Homily for Palm Sunday 2006
It was not only the Jews and Greeks that had difficulty with a crucified Messiah. It was a most difficult problem for first disciples to face as well.
You probably have heard of the publication of a “Gospel of Judas” over the last couple of days. There have been shades of “Da Vinci Code” surrounding the news. It has always been known that there was a gospel of that name. The early Church father Irenaeus spoke against it. In the 1950s a manuscript of it was discovered in Egypt. Its significance was not appreciated at the time. It has only over the past year of so that it has been translated.
You can find information about it from National Geographic who are the publishers.
Some background information can be found on such sites as Early Christian Writings.
St Irenaeus wrote extensively about the differences in early Christian thought on who Jesus is. Try this site: Irenaeus.
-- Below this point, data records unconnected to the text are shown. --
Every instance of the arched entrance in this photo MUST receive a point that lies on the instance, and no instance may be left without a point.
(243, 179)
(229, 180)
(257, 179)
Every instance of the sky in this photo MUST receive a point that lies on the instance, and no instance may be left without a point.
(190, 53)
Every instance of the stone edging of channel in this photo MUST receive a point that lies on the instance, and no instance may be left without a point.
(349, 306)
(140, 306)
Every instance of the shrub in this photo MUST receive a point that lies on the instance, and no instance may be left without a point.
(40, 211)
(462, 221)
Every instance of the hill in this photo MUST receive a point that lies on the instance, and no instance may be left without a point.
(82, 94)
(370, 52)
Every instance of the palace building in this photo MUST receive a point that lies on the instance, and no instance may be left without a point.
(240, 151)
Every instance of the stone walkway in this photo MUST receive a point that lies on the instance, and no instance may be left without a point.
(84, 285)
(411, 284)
It is well worth remembering that there are between 20 and 30 known gospels or fragments of gospels apart from the four Gospels of our New Testament. The choice of the gospels of Matthew, Mark, Luke and John, was only made definitively after several centuries of thought and debate in the early Church. Yet these four are well attested as being true to the person of Jesus by the 2nd century by Irenaeus himself.
With the publication of a newly found manuscript you get the usual anti-Roman Catholic polemic which says that the Imperial Roman Catholic Church suppressed anything that it did not agree with. So the insinuation is that Christians have been misled for 2000 years. That kind of remark avoids the obvious question, “What do these ancient texts actually say?”
This “Gospel of Judas” seems to belong to a Christian Gnostic sect of the early centuries that flourished in Egypt. They believed that only an exclusive secret spiritual knowledge could help them rise above what they saw as the corrupt physical world. In this particular Gospel, Judas and Jesus are said to have had secret meetings before the Passover to plan Jesus' betrayal. Jesus needed to die to free himself from his physical body. He prefers a close friend like Judas, one of the Twelve, to betray him rather than an enemy. Now Judas may not have been the totally evil person he has become in the popular imagination over the centuries. But the distortion of the story in this Gospel of Judas becomes clear when you remember of what Gnostic belief was. They, like many others, then and now, could not accept the sheer physicality of the Incarnation. They could not accept that the cross was a means of salvation. For them it was simply an escape from this world. Salvation for them was through secret knowledge of God.
Today, and all this Holy Week, Jesus death on the cross is at the centre of our liturgy. The Christian story does find death difficult, but does not avoid it. It does struggle to understand why Jesus died on the cross, but embraces it as each and every person must meet death. Above all, the Christian story is overwhelmed by the Good News that God would stoop so low as to become one like us in all things but sin. St Paul, in our second reading today (Philippians 2:6-11), quotes a hymn that is the gospel in précis. It tells of Jesus emptying himself, not clining to his status as God. Our only response is to acknowledge with thanksgiving that Jesus is Lord. While accepting the evil of which human beings are capable, the Christian Gospel is a gospel about the love that God has for all creation. “God saw all that he had made and it was good.”
That perspective is a uniquely Christian one arrived at with much prayer and struggle. Without the cross Christianity would be just one of many sects for whom this earth, the physical body and all it entails, are but burdens to be escaped from. It is in embracing of the cross that the Christian is enabled to value the life and dignity of each person and their work in the world. It also enables us to believe that God will fulfil the hope within us through the gift of a new creation, the Kingdom of God. The early Christians did not take the easy option and try to avoid the difficulty the cross presented. They did not try to explain it away. They took up the cross and carried, it as we must.